Vegetarian Pesto Lasagna Rolls
Ditch the meat and double down on veggies. Sautéed mushrooms, spinach, or even roasted zucchini make a hearty, plant-based alternative. Combine them with ricotta and homemade pesto for a vibrant, veggie-forward option.
Vegan Pesto Roll-Ups
Yes, you can go full vegan! Use dairy-free ricotta (store-bought or homemade with tofu or cashews), skip the mozzarella, and opt for vegan pesto. Make sure your pasta is egg-free too.
Spicy Italian Sausage Lasagna Rolls
Want to kick things up a notch? Add browned spicy Italian sausage to the sauce or the filling. A pinch of red pepper flakes adds even more heat.

Frequently Asked Questions About Pesto Lasagna Rolls
Your Top Questions—Answered Simply
If you’re making pesto lasagna rolls for the first time—or even the tenth—you might still have a few questions. Don’t worry! We’ve got all the answers you need to roll with confidence.
Can I make pesto lasagna rolls ahead of time?
Absolutely. You can assemble the rolls up to a day in advance, cover tightly with foil, and refrigerate. When ready to serve, bake them straight from the fridge—just add 5–10 extra minutes to the cooking time.
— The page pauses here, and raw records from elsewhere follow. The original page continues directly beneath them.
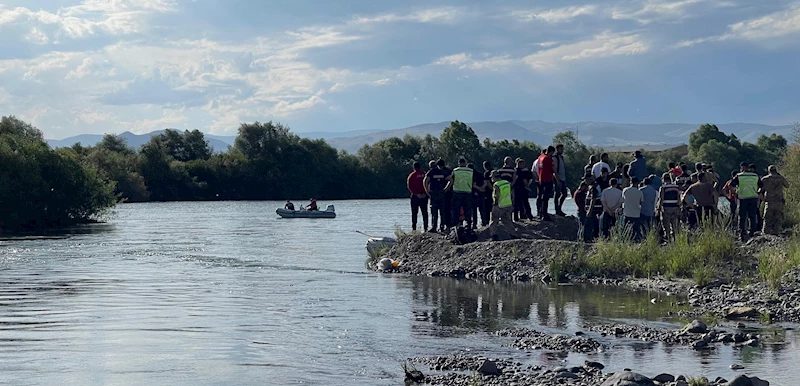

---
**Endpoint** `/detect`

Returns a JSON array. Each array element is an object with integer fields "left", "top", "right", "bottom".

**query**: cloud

[
  {"left": 611, "top": 0, "right": 701, "bottom": 24},
  {"left": 511, "top": 5, "right": 598, "bottom": 23},
  {"left": 433, "top": 52, "right": 518, "bottom": 71},
  {"left": 523, "top": 32, "right": 650, "bottom": 70},
  {"left": 728, "top": 4, "right": 800, "bottom": 40},
  {"left": 351, "top": 7, "right": 467, "bottom": 25}
]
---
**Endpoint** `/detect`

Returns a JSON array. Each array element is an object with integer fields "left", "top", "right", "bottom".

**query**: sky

[{"left": 0, "top": 0, "right": 800, "bottom": 139}]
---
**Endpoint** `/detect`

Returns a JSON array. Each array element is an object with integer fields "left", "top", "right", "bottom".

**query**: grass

[
  {"left": 549, "top": 222, "right": 737, "bottom": 285},
  {"left": 756, "top": 236, "right": 800, "bottom": 288}
]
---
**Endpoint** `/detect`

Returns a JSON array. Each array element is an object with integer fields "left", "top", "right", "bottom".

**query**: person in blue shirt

[
  {"left": 639, "top": 177, "right": 658, "bottom": 237},
  {"left": 628, "top": 150, "right": 649, "bottom": 181}
]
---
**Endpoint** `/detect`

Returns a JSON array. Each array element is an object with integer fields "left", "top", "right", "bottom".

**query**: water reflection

[{"left": 409, "top": 277, "right": 680, "bottom": 333}]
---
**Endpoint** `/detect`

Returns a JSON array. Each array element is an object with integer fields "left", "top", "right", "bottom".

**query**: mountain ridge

[{"left": 47, "top": 120, "right": 793, "bottom": 153}]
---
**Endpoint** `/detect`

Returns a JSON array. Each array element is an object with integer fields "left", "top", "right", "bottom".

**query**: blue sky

[{"left": 0, "top": 0, "right": 800, "bottom": 138}]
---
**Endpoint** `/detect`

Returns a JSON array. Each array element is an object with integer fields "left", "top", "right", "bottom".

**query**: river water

[{"left": 0, "top": 200, "right": 800, "bottom": 385}]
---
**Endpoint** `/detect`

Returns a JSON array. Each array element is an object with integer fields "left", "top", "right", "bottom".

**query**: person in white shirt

[
  {"left": 622, "top": 177, "right": 644, "bottom": 241},
  {"left": 600, "top": 178, "right": 622, "bottom": 238},
  {"left": 592, "top": 153, "right": 611, "bottom": 178}
]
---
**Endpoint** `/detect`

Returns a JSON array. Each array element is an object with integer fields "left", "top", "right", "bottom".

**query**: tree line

[{"left": 0, "top": 116, "right": 788, "bottom": 229}]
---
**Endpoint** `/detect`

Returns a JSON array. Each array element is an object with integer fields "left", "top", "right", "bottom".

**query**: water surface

[{"left": 0, "top": 200, "right": 800, "bottom": 385}]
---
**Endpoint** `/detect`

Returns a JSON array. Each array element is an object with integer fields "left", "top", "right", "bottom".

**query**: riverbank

[{"left": 368, "top": 217, "right": 800, "bottom": 323}]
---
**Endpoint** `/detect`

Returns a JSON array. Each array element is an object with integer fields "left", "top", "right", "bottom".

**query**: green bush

[
  {"left": 549, "top": 222, "right": 736, "bottom": 284},
  {"left": 0, "top": 117, "right": 116, "bottom": 231}
]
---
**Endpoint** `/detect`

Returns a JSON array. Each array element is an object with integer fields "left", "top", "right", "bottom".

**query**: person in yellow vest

[
  {"left": 761, "top": 165, "right": 789, "bottom": 235},
  {"left": 731, "top": 162, "right": 764, "bottom": 241},
  {"left": 445, "top": 157, "right": 477, "bottom": 227},
  {"left": 489, "top": 170, "right": 515, "bottom": 240}
]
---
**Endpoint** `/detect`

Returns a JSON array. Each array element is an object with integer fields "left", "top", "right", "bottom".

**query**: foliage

[
  {"left": 549, "top": 222, "right": 736, "bottom": 284},
  {"left": 0, "top": 117, "right": 115, "bottom": 230},
  {"left": 756, "top": 237, "right": 800, "bottom": 287}
]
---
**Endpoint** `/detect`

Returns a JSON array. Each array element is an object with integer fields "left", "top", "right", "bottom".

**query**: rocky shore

[
  {"left": 376, "top": 216, "right": 800, "bottom": 323},
  {"left": 406, "top": 354, "right": 769, "bottom": 386}
]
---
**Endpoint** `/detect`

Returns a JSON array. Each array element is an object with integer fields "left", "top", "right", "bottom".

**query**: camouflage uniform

[{"left": 761, "top": 173, "right": 789, "bottom": 235}]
Can I freeze lasagna roll-ups?
Yes! These cheesy pesto lasagna rolls freeze beautifully. After assembling, wrap them tightly (uncooked or fully baked), and freeze for up to 2 months. Reheat covered in the oven until hot and bubbly.
What kind of pesto is best for lasagna rolls?
Both store-bought and homemade work well. For a fresher flavor, we recommend this basil pesto recipe. You can even experiment with spinach, kale, or sun-dried tomato pesto.